While there should be a carrot & stick to encourage good health, I don't think this is the answer. Maybe a discount/bonus for good health & semi-annual checkups or somesuch, but the consumer driven drivel just doesn't work. (and I'm an economic convervative)
As I understand it, Insurance works on the basis of everyone won't be sick at once, so those that are well pay the bills for the few that are sick (in theory). I don't think the consumer model you propose takes into account the economics of scale that our current insurance model takes advantage of.
/I'd expand further, but I've got to go meet a beautiful woman in 20 minutes.
12/17/2005 8:30pm, #3
Wow. I wish they had something like that up here. I owe Medical services plan like, $800....for nothing. I haven't seen a doctor in about 4 years, yet they continue to bill me.
12/18/2005 12:30pm, #4
- Join Date
- Oct 2004
- Kansas City - the mecca of civilization
Yeah there obviously would be some bugs to work out such ER visits from accidents. But I think it is a better place to start then with what we have now.

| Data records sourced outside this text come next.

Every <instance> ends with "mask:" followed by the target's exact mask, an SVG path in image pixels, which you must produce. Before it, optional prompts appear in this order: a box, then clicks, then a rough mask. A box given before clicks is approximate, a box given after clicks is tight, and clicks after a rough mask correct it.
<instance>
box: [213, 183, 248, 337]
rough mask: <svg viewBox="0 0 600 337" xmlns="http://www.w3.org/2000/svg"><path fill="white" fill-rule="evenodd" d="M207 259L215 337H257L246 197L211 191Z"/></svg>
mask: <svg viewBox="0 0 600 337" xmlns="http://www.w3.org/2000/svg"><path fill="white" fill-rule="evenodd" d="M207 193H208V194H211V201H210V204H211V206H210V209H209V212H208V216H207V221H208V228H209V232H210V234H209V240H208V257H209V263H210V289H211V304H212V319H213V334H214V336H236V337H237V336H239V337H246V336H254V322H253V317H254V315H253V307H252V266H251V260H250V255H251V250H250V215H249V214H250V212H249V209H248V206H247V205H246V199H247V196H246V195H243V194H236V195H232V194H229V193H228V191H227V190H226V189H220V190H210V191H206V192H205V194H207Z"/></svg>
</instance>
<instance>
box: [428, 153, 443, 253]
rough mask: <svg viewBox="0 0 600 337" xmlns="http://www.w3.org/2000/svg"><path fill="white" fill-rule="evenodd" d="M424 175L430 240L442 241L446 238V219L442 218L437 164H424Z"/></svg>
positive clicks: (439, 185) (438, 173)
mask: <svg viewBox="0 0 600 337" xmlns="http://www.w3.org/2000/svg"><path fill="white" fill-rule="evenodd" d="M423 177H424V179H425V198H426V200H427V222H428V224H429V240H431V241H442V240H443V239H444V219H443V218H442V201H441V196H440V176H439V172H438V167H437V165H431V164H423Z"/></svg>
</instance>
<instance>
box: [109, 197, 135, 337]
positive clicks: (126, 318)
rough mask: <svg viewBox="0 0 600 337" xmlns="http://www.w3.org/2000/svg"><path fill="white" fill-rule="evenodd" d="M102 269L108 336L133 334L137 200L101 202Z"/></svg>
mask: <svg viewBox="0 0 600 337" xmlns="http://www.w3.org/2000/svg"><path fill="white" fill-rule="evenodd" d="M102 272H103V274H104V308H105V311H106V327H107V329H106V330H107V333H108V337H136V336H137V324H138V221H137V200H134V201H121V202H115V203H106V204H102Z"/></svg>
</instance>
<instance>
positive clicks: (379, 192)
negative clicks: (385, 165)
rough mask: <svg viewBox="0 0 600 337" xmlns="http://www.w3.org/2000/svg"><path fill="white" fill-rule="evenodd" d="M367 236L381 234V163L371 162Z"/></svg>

I've actually heard the "...don't worry how much, we'll just bill your insurance..." too many times.
12/18/2005 3:47pm, #5
I'd have to see more specifics, but I think the basic idea is fine. So long as every person has access to health coverage, then I'm happy. If people choose to squander their medical money on booze and hookers, then they're up **** creek and that's okay by me. If they want to spend their money on ho-hos and yoo-hoo, then yeah, they can eat my ass when they need a wheelchair to get around town.
However, if people are simply going to waste this money, why give it to them in the first place?
12/18/2005 5:17pm, #6
There would have to be a commensurate adjustment in education to address a consumer-driven health care system.
Just like if citizens had a greater say in their retirement planning with Social Security. If you give them greater control without education, then you either have to let them suffer and die, or spend more money to care for the people who frittered away their cash and now burden the system.
But I like the general idea, as I have the means and capabilities to best determine my health needs.
12/18/2005 5:57pm, #7Originally Posted by bekaYou can't make people smarter. You can expose them to information, but your responsibility stops there.